Leopoldo López chega em Madri após deixar Venezuela

O dirigente opositor Leopoldo López chegou neste Domingo (25) em Madri após deixar a embaixada da Espanha em Caracas, onde estava na condição de asilado desde 30 de Abril de 2019. A informação foi confirmada pelo Ministério das Relações Exteriores espanhol. “Leopoldo López chegou, neste Domingo, em Madrid, podendo encontrar-se com a família”, disse a chancelaria por meio de um comunicado.

Além disso, o comunicado garantiu que a “decisão de sair da embaixada” tinha sido “pessoal e voluntária” por parte de López. O líder do partido Vontade Popular aterrou no aeroporto internacional Madrid-Barajas e, com ajuda das autoridades, saiu, sem ser visto, do local rumo à residência da família na capital espanhola. Madrid abriga outros opositores venezuelanos O pai de López, euro-deputado pelo Partido Popular espanhol, disse à agência AFP que o seu filho tinha deixado a Venezuela de forma “clandestina” através da fronteira com a Colómbia e agora estava em sua casa em Madrid.
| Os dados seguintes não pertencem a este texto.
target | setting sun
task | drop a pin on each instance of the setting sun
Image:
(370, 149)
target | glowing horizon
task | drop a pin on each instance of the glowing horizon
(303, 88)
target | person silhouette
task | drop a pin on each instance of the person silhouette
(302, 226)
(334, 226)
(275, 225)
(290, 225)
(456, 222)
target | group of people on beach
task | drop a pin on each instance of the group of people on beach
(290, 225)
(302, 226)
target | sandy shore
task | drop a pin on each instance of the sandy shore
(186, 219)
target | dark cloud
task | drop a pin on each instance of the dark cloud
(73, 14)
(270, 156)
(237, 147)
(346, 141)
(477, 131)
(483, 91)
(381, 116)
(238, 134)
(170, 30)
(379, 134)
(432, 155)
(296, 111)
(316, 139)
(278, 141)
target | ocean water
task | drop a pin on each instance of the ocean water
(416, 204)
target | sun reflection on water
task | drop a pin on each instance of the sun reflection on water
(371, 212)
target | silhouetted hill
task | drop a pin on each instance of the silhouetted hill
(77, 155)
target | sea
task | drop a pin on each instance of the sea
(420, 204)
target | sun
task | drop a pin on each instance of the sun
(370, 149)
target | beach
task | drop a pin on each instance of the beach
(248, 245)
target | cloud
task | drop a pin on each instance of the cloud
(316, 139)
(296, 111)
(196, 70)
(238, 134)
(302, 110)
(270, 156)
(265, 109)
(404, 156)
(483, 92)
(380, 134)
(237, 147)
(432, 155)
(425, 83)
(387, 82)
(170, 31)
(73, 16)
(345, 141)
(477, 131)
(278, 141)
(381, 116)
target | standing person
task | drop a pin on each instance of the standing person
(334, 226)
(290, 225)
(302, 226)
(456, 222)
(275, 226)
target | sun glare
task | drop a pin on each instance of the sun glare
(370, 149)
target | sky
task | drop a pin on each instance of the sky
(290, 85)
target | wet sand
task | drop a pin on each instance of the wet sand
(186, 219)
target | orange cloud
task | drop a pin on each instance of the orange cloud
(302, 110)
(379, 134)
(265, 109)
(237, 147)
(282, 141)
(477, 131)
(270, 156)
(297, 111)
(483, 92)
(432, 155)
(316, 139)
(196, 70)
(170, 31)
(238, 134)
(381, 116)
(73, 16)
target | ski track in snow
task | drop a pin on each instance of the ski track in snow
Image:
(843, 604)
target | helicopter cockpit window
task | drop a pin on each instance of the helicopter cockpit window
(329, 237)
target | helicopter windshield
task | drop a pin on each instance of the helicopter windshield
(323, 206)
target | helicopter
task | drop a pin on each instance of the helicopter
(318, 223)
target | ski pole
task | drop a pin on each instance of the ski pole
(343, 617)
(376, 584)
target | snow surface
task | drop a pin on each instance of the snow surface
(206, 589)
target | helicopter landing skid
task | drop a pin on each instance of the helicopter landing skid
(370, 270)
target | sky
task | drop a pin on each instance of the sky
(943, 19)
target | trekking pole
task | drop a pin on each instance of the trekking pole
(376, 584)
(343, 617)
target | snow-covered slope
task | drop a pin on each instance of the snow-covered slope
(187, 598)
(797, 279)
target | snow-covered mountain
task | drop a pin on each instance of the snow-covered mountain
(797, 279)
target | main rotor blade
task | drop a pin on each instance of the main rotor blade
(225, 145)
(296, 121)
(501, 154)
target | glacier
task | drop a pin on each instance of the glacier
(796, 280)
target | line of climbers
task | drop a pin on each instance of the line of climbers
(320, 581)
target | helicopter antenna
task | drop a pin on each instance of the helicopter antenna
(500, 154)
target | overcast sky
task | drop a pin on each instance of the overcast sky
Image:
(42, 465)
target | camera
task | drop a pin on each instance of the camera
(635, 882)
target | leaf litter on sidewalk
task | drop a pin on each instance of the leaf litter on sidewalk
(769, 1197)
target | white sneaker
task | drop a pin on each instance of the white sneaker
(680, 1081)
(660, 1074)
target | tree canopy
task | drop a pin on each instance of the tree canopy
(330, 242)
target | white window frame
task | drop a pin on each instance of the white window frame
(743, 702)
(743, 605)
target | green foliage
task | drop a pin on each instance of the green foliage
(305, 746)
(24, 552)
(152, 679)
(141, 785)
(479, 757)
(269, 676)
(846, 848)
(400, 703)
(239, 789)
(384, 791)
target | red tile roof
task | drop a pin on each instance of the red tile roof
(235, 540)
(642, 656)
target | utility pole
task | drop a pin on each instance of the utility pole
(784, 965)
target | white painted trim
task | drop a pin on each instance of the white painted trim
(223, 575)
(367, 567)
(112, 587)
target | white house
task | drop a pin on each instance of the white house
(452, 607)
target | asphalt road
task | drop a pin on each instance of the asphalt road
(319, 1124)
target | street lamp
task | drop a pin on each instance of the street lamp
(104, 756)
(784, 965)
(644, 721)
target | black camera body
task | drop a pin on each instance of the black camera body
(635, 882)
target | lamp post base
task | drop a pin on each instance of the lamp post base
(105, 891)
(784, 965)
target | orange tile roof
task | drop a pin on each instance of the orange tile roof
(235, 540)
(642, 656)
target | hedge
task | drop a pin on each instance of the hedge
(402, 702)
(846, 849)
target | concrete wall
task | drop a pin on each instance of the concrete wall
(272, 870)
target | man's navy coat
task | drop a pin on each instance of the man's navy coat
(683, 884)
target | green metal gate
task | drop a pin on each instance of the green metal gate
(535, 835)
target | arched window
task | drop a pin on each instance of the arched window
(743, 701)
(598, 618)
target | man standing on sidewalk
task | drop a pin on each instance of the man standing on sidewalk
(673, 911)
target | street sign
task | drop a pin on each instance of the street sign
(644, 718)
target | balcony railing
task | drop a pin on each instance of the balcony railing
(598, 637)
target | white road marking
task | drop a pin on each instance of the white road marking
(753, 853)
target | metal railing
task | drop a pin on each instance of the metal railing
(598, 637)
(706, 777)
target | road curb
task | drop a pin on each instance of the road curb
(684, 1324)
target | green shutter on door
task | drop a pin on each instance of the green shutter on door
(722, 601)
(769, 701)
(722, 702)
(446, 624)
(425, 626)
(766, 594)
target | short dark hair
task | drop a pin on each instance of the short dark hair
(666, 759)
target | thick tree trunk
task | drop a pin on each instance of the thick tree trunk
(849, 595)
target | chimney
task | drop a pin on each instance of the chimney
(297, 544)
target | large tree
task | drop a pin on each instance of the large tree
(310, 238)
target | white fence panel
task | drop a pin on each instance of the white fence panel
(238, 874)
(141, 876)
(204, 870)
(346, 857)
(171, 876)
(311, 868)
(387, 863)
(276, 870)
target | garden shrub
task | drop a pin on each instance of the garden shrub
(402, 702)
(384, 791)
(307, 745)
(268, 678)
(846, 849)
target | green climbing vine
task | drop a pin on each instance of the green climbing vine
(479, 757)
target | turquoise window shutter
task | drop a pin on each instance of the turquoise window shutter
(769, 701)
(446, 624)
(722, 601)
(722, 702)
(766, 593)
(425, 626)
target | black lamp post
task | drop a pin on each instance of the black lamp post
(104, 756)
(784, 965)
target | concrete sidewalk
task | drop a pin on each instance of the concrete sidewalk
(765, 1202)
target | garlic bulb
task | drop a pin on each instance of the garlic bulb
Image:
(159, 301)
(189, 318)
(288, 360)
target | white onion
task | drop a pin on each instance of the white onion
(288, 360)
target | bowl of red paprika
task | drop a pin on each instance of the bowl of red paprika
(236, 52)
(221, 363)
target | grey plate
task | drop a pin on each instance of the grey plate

Outros políticos opositores venezuelanos vivem na cidade, como o ex-prefeito de Caracas, Antonio Ledezma. Após a fuga de López, o Serviço Bolivariano de Inteligência Nacional da Venezuela (SEBIN) realizou, no Sábado (24), uma busca num edifício habitacional, onde reside pessoal diplomático e de segurança espanhol. Um segurança privado da delegação e uma funcionária de López foram presos. ‘Novo terreno de luta’ A chancelaria espanhola condenou as acções como um “descumprimento das obrigações contidas na Convenção de Viena sobre relações diplomáticas”. Numa série de mensagens no Twitter, López afirmou que do seu “novo terreno de luta” continuará a “trabalhar dia e noite” contra o governo de Nicolás Maduro, sob a liderança do auto- proclamado presidente interino da Venezuela, Juan Guaidó.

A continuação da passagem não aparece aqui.